Abstract

This paper examines five World Trade Organization (WTO) disputes and their related settlements to explore the primacy of public health concerns in trade-related matters. It asks first, whether the WTO successfully manages the interface between trade-related questions and global public health concerns? Second, we explore if the WTO decisions reflect strong and effective public health standards? The five cases considered include the French asbestos ban, the EU and US’ restriction of world access to generic drugs, the US-Indonesia dispute related to clove cigarettes, the US-EU disagreement over hormones in beef and Thailand’s attempts to introduce plain packaging for alcohol products.This paper concludes that, despite moments of hope that the WTO might be more than just a trade organisation, the WTO’s major focus is trade, with public health occupying a very small role in its decision making in judicial culture.
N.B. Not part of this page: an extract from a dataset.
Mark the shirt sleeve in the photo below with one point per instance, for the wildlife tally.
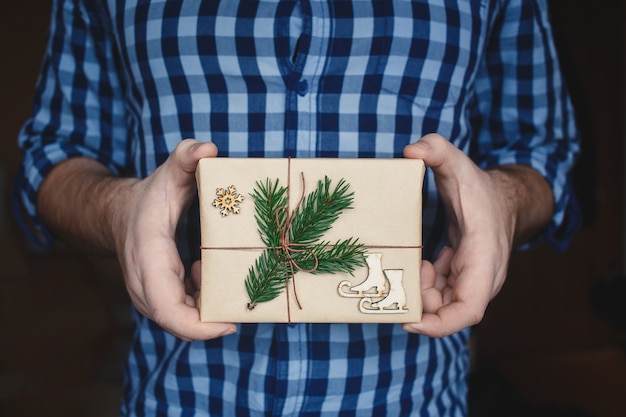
(78, 107)
(524, 114)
Even when a world consensus exists among scientific and policy experts that a product is detrimental to human well-being, member states’ trade interests are given greater weight than the immediate need to protect citizens’ health and raise global health standards – access to generic drugs, protection against carcinogenic material such as asbestos and restriction on cigarette packaging. WTO decisions appear to be made in a legal black hole without linkage to human rights legal protection of the individual and the collective. Because the WTO jurisprudence is decided on the case by case basis, frequently the decisions of WTO panels while technically correct they fail to have a larger view of global public health issues. The paper concludes that the WTO is in need of rebalancing its trade vs. health foci, and of heightening the importance placed on public health, in order to address the needs of a 21st-century world and to gain global citizens’ trust. Against a weak trade vs global health regulatory regime, the paper illustrates how compliance with WTO decisions in the area of global public health leaves a great deal of room for foot dragging by governments which emboldens big Pharma and other global actors to use the WTO’s commercial norms to armour plate themselves against progressive change. Hence progress towards strengthening global health standards is unlikely to come from the WTO’s current culture of jurisprudence.